Dearly beloved
– Çok sevgili
We are gathered here today
– Bugün burada toplanmış bulunuyoruz
To get through this thing called life
– Hayat denen şeyin üstesinden gelmek için
Electric world life
– Elektrik dünya hayatı
It means forever and that’s a mighty and long time
– Bu sonsuza kadar anlamına gelir ve bu çok güçlü ve uzun bir zamandır
But I’m here to tell you
– Ama size şunu söyleyebilirim ki ben
There’s something else, the afterworld
– Başka bir şey daha var, öbür dünya
A world of never-ending happiness
– Hiç bitmeyen bir mutluluk dünyası
You can always see the sun
– Her zaman güneş görebilirsiniz
Day or night
– Gündüz veya gece
Let’s go crazy
– Hadi delirelim
Let’s go crazy
– Hadi delirelim
Let’s go crazy
– Hadi delirelim
Let’s go crazy
– Hadi delirelim
If you don’t like
– Eğer beğenmediysen
The world you’re living in
– İçinde yaşadığın dünya
Take a look around
– Etrafına bir bak
At least you got friends
– En azından arkadaşların var.
You see, I called my old lady
– Gördün mü, karımı aradım.
For a friendly world
– Dostça bir dünya için
She pick up the phone, dropped it on the floor
– Telefonu açtı, yere düşürdü.
“Ah, ah”, is all I heard
– “Ah, ah”, duyduğum tek şey
Are we gonna let the elevator bring us down?

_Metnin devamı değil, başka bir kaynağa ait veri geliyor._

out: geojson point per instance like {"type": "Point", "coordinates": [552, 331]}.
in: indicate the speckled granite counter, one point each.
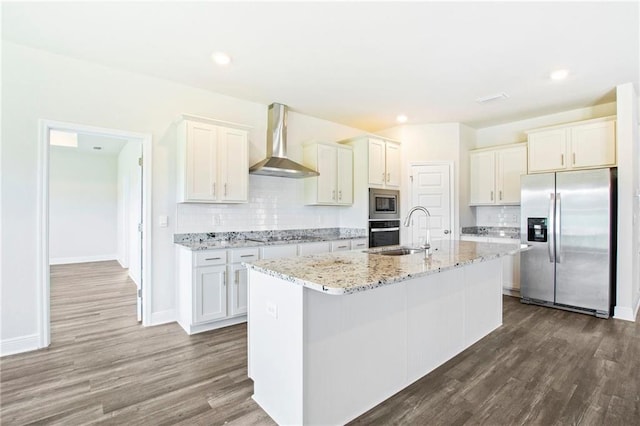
{"type": "Point", "coordinates": [225, 240]}
{"type": "Point", "coordinates": [491, 231]}
{"type": "Point", "coordinates": [355, 271]}
{"type": "Point", "coordinates": [321, 359]}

– Asansörün bizi indirmesine izin mi vereceğiz?
Oh, no, let’s go
– Oh, hayır, gidelim
Let’s go crazy
– Hadi delirelim
Let’s get nuts
– Hadi deli
Let’s look for the purple bananas
– Mor muzları arayalım.
‘Til they put us in the truck
– Bizi kamyona bindirene kadar
Let’s go
– Hadi gidelim
Oh, yeah, yeah, yeah (yeah, yeah, yeah)
– Oh, evet, evet, evet (evet, evet, evet)
Yeah, yeah, oh, yeah, oh (yeah, yeah, oh)
– Evet, evet, oh, evet, oh (evet, evet, oh)
All excited (all excited)
– Hepsi heyecanlı (hepsi heyecanlı)
Don’t know why (don’t know why)
– Nedenini bilmiyorum (nedenini bilmiyorum)
Maybe, it’s ’cause
– Belki de, çünkü
We’re all gonna die
– Hepimiz öleceğiz
When we do
– Yaptığımızda
What’s it all for? (What’s it all for?)
– Bütün bunlar ne için? (Hepsi ne için?)
Better live now before the grim reaper comes
– Azrail gelmeden önce şimdi yaşamak daha iyi.
Knocking on your door, tell me
– Kapını çalıyor, söyle bana
Are we gonna let the elevator bring us down?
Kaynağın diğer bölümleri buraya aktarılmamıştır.